4. Aspirare la soluzione di formaldeide al 4% da ciascun pozzetto, sostituendola con 500 μL di PBS. Ripetere questa fase di lavaggio tre volte. Non lasciare che i vetrini coprioggetti si asciughino o rimangano senza liquidi.
5. Estinguere i gruppi di aldeidi libere utilizzando 500 μL di soluzione 50 mM di NH₄Cl in PBS per 10 minuti a RT.

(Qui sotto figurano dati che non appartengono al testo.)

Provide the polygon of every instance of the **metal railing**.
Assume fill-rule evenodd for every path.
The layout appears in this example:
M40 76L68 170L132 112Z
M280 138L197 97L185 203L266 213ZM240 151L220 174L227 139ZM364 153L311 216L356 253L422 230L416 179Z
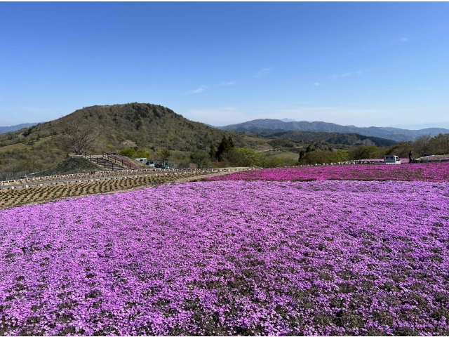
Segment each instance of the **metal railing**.
M138 169L140 168L140 166L137 164L131 163L127 160L123 159L123 158L120 158L114 153L106 153L102 151L102 155L103 157L106 157L109 161L114 161L114 163L121 163L122 166L125 167L128 167L130 169Z

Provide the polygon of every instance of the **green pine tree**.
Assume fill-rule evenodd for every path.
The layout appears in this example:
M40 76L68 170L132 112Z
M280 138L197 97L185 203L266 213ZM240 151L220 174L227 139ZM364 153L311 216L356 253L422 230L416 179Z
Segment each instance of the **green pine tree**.
M215 147L214 146L213 144L210 145L210 150L209 151L209 155L210 156L210 158L212 158L213 159L215 158L215 157L217 156L217 150L215 150Z

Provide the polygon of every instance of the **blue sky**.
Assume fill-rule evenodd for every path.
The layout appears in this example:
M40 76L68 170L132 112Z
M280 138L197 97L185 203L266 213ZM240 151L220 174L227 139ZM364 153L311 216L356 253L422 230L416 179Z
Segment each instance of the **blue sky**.
M217 126L449 127L447 2L4 2L0 22L0 126L142 102Z

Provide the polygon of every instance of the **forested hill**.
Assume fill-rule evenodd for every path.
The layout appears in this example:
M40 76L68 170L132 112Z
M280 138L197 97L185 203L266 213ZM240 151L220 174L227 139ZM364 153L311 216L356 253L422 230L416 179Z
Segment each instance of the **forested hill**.
M225 133L232 136L236 146L245 145L240 135L192 121L161 105L128 103L83 107L59 119L30 127L25 132L22 129L0 135L0 146L53 136L52 146L60 148L58 126L61 121L70 118L79 118L83 123L95 125L100 136L93 152L119 151L130 145L180 151L208 150L212 143L219 143Z
M39 123L24 123L23 124L13 125L11 126L0 126L0 134L17 131L21 128L29 128L30 126L38 124Z
M347 145L375 145L391 146L396 143L394 140L370 137L357 133L338 133L330 132L311 132L311 131L288 131L280 138L293 142L326 142L330 144L344 144Z

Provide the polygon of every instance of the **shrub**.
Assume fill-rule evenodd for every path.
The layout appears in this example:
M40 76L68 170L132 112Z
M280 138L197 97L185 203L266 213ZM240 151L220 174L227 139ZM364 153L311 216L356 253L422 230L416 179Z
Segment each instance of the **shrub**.
M122 156L129 157L130 158L135 157L135 150L133 147L128 147L126 149L123 149L120 151L120 154Z

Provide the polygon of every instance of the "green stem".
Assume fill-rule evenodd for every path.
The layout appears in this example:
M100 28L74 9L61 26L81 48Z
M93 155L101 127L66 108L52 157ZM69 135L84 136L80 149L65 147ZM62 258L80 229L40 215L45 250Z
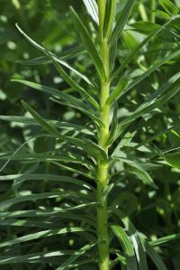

6. Aspirare il PBS e sostituirlo con 500 μL di una soluzione di digitonina da 50 μg/mL in PBS (soluzione madre 1 mg/mL in acqua deionizzata, vedere la tabella dei materiali) per 5 minuti a RT per permeabilizzare le cellule.
7. Aspirare la soluzione di digitonina da ciascun pozzetto e sostituirla con 500 μL di PBS. Ripetere questa fase di lavaggio tre volte.
8. Aspirare il PBS da ciascun pozzetto e sostituirlo con 500 μL di soluzione bloccante (5% di BSA [albumina sierica bovina] diluita in PBS) per 30 minuti a RT.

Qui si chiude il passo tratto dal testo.